Kevin (Ezra Dewey) is held captive while Bobby (Lonnie Chavis) – considered to be worth less – is left in the kidnapper’s car. The story is all about Bobby’s efforts to rescue his friend, both of them resourceful and determined, but real facing peril and the realisation that “stranger danger” is not a myth.
The Boy Behind the Door is also about the unknown, anonymous boy; any boy who has been taken for sale or misuse by adults. I’ve seen trafficking, abuse of women, and many other real crimes on screen before, but this is the first time that I can recall seeing young boys as victims of crime in a film. This is no Law and Order: SVU that sensationalises (or even describes) what such victims might face, though. Bobby encounters some photos which give him just enough of an idea to raise tears, and the kidnapper idly talks about customers; but that’s as far as the grit goes. To be honest, I half expected a helpline phone number, or at least some statistics, as the screen went black.
This is an escape thriller, not a dramatized pamphlet. That said, it definitely fits in the horror genre too, especially if the scenario is considered from the kids’ own point of view. I made the mistake of inviting my son to watch the film with me, thinking he would enjoy rooting for heroic characters his own age. But this is no Goonies or even The People Under the Stairs: The Boy Behind the Door was much too realistic for my normally gore-fan son to watch for more than fifteen minutes.
This realism comes from several factors. Firstly, the adolescent cast are remarkable; especially Chavis, who carries so much of the film on his own. Everything he thinks and feels can be seen right on his face, so that even when he occasionally overstretches himself (or conversely is tempted to give up) it is all easy to believe. The pains, strains and fears they go through are “child level” realistic: it might be too far-fetched if we saw the boys carrying on regardless after being stabbed, for example (which adult victims often do in films). One of them has to put on a brave face when half a fingernail comes off instead, and one is virtually defeated by a (rather minor) gunshot wound. These young boys cannot face everything, nor inflict everything, as in Battle Royale. Equally, there are limitations to what they can practically do, too, simply because they are children of this time.
The baddies in this film (I can’t tell you their actual roles, as it will give things away), played by Kristin Bauer van Straten and Micah Hauptman, are somewhat exaggerated in comparison. But again, this feels plausible if you consider everything is presented from the boys’ perspective: the Bogeyman is real and larger than life. If their characters are drawn a little simplistically, that fits with how the young victims might recount the tale.
David Charbonier and Justin Powell have written and directed their first feature film in The Boy Behind the Door and have done a remarkable job: it all works.
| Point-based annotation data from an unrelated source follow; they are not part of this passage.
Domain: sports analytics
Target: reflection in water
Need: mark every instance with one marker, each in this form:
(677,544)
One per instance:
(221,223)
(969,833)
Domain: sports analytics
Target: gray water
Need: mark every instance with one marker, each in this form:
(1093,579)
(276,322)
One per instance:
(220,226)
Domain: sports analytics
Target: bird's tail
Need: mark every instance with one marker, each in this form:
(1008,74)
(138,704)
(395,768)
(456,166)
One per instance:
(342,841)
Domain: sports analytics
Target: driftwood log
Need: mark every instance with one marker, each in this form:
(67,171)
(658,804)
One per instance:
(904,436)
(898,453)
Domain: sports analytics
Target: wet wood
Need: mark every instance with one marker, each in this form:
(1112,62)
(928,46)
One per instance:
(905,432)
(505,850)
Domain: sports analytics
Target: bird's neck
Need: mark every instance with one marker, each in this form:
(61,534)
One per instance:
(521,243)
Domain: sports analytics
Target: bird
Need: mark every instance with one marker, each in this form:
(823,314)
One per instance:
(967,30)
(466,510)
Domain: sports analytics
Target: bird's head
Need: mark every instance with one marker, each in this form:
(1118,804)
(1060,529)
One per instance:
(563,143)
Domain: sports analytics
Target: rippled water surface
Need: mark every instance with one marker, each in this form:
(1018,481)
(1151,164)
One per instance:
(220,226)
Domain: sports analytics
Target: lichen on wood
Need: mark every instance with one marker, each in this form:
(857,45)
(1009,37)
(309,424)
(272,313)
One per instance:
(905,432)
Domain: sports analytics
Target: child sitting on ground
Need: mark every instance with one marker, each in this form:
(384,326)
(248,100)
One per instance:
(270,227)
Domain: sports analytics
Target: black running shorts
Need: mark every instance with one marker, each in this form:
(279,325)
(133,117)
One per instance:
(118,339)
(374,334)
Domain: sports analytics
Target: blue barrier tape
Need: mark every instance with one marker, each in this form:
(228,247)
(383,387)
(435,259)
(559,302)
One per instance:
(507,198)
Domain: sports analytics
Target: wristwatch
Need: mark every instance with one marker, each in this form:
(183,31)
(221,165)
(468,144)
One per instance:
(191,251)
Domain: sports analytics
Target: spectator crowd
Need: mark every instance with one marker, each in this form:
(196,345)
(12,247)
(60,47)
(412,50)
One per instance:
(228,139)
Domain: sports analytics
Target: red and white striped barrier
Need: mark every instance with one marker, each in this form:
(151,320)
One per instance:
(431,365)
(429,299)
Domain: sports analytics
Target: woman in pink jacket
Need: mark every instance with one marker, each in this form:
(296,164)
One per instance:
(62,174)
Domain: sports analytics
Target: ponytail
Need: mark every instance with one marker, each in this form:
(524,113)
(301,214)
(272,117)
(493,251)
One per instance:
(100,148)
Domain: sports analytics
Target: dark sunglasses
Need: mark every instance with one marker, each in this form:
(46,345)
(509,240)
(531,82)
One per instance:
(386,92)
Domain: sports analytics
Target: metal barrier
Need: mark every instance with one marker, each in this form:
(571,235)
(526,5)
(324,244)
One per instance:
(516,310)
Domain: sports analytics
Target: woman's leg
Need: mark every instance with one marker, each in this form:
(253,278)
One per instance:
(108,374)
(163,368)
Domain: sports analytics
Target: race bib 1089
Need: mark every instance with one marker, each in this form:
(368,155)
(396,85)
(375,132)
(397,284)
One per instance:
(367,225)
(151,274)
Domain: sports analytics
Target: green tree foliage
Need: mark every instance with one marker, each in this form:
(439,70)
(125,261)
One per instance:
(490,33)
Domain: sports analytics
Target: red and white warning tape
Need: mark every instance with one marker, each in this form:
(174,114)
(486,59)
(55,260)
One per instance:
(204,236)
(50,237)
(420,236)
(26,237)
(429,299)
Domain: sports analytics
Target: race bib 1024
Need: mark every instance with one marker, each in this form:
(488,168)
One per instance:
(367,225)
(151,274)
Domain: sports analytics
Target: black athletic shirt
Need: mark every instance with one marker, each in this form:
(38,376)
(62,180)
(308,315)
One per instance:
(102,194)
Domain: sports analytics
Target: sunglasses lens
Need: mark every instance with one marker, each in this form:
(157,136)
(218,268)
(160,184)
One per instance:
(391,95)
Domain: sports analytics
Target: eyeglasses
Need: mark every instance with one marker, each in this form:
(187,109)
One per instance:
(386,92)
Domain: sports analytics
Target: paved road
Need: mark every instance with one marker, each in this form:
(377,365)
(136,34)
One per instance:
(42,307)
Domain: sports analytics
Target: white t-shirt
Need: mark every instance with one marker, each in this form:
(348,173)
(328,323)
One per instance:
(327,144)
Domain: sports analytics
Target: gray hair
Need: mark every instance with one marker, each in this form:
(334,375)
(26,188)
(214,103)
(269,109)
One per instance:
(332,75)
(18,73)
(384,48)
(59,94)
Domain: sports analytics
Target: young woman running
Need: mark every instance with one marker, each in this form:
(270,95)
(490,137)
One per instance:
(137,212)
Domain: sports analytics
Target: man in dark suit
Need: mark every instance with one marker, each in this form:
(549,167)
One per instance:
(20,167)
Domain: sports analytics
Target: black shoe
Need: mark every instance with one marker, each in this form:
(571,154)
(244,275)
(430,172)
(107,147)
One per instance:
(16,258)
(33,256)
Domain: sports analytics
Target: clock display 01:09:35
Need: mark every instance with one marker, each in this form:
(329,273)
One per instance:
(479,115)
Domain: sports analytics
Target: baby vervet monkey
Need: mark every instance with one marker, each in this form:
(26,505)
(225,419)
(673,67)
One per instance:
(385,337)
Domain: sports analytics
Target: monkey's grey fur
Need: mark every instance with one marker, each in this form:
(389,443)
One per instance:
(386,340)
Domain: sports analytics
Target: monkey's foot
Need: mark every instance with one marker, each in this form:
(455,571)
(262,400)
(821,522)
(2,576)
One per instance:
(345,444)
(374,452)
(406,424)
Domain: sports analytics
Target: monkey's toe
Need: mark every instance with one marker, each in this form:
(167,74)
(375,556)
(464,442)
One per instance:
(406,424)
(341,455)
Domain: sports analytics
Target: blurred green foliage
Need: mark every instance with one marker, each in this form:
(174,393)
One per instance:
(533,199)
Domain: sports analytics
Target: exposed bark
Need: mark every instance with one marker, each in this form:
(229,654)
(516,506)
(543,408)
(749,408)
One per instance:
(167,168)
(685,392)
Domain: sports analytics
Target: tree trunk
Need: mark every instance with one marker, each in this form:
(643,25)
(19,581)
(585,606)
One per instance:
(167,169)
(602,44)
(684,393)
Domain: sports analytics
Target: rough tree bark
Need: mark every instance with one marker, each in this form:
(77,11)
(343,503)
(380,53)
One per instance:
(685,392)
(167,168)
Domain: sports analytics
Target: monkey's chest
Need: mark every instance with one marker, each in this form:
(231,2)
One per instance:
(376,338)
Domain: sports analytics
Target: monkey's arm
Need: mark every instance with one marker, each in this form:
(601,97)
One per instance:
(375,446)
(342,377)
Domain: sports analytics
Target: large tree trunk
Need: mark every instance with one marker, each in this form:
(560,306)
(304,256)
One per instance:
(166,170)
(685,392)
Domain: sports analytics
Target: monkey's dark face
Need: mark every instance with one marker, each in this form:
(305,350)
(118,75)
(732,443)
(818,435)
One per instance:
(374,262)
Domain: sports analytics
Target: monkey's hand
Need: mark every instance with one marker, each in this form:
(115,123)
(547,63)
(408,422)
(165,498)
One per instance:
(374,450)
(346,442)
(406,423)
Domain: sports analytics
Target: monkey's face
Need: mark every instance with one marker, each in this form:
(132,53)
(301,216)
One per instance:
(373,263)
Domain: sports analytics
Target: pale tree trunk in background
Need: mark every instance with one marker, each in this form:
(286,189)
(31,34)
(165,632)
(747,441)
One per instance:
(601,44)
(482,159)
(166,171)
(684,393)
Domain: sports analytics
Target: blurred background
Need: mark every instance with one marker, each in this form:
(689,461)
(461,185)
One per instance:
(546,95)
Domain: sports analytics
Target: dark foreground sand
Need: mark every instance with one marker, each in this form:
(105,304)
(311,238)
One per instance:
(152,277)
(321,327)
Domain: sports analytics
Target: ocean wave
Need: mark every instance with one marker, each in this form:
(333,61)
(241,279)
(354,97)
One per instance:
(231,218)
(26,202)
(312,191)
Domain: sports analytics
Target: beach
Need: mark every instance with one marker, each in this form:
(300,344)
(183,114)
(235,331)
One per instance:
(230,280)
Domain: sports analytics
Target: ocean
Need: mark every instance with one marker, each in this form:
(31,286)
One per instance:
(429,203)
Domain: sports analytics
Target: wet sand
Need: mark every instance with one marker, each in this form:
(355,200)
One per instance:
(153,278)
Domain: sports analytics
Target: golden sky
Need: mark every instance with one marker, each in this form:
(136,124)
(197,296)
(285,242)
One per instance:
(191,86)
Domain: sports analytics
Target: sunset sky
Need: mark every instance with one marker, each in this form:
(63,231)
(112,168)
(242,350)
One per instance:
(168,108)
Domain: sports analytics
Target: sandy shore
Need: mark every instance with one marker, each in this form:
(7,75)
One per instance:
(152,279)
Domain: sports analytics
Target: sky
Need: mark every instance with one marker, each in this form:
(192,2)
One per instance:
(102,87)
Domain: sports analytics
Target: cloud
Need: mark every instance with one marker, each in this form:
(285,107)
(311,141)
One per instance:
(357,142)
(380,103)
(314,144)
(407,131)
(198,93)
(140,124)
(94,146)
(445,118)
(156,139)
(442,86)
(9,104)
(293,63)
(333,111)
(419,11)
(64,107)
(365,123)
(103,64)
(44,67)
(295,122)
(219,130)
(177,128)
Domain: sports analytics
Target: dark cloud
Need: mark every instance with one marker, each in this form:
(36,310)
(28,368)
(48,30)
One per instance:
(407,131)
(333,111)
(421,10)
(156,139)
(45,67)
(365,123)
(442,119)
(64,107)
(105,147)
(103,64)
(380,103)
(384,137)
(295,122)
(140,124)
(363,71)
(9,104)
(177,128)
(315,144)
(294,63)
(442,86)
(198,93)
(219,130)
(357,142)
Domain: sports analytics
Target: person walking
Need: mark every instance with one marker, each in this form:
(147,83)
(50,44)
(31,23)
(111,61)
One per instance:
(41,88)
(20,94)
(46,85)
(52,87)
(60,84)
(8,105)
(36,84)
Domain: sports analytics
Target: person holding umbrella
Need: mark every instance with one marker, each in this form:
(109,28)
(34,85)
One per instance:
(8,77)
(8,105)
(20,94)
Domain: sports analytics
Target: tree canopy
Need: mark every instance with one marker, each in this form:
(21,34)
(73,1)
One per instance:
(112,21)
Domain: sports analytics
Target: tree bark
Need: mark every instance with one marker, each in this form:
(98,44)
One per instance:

Anton Sanko’s music is atmospheric and serious, while Julián Estrada’s cinematography emphasises the maze-like nature of the house they are kept in and copes beautifully with dark hallways and facial close-ups alike.
I’m not going to tell you I loved it though. Despite everything I’ve written already, The Boy Behind the Door is (almost perfectly) formulaic. Countless horror-thrillers have been made with these standard elements: cat-and-mouse hunt, psychopathic captor, escaping victim(s), and yes, even hopeless law enforcement. Charbonier and Powell may have changed the captives from attractive young women (the usual stereotype) to adolescent boys, but apart from that, they have constructed a plot out of familiar elements. They wrote and made the film very well, and it maintained strong tension throughout; but this quality didn’t compensate for a nagging feeling throughout that I had seen it all before.